To discern the contributions from PI and PII under different laser conditions, we present the SLIMIMES simulation for other four distinct laser conditions, as outlined in Table 4. We can find that CIII solely arises from the PI pathway, while CII predominantly originates from the PII pathway, owing to the significantly higher vertical energy of the (25) state compared to others, rendering its contribution negligible. In scenarios of low intensity (e.g., \(4\times {{10}^{14}}, \text {W}/\text {cm}^2\)), the contributions from PI and PII to CI are comparable. This parity stems from the fact that at low intensities, the ionization of the D atom remains low, resulting in a relatively small PII component. However, as intensity and duration increase, \(P_{D}\) escalates, causing the PII pathway to predominate in CI. These simulations underscore the crucial role played by PII in the dissociation process, necessitating its inclusion for comprehensive modeling. This analysis illuminates the intricate interplay between different pathways under varying laser conditions, highlighting the necessity of considering both PI and PII to accurately capture the dynamics of the dissociation process.

To further extend the applicability of our model, we also calculated the KER of the dissociation dynamics of doubly ionized CH\(_3\)OH. The initial state was set as the ground state of the CH\(_3\)OH dication, and 1000 classical trajectories were sampled based on the Wigner distribution for the initial conditions.

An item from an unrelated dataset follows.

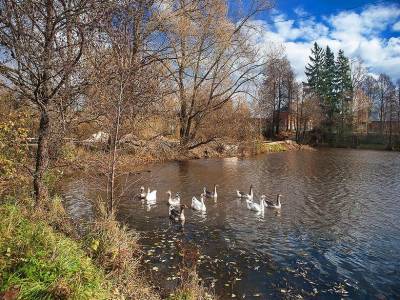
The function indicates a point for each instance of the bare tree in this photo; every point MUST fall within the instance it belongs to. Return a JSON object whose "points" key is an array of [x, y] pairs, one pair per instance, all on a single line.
{"points": [[210, 55], [125, 76], [277, 88], [42, 43], [384, 88]]}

We collected the kinetic energy of the dissociation fragments at intervals of 1 eV. The histogram represents our model, while the dotted line represents the results from32. As shown, our results agree very well with those reported in the literature.

Fig. 3
figure 3

Comparison of KER from our model and from Ref.32.

Conclusion

In summary, we have introduced a coupled electron-nuclear dynamics model to elucidate the laser-dependence of dissociation Branching Ratios. Our analysis delineates two distinct dissociation pathways: a vertical transition pathway and a non-vertical transition pathway. Significantly, we underscore the pivotal role played by the non-vertical pathway in the PID process. The robustness of our approach is underscored by its alignment with experimental findings and numerical simulations. While our methodology has been exemplified in the context of the sequential fragmentation of heavy water following ionization by a strong IR laser, its applicability extends beyond this specific scenario. We anticipate that our methodology can be effectively applied to a diverse array of polyatomic molecules. By enhancing our capabilities for exploring molecular reaction dynamics, particularly those involving intermediate molecular dissociation states leading to sequential fragmentation, our approach opens new avenues for advancing our understanding of complex chemical processes. The identification of non-vertical transitions in molecular dissociation reactions underscores the significance of ionization and laser coupling in the interaction between strong lasers and molecular systems. This observation adds further depth to our comprehension of molecular dynamics under intense laser fields.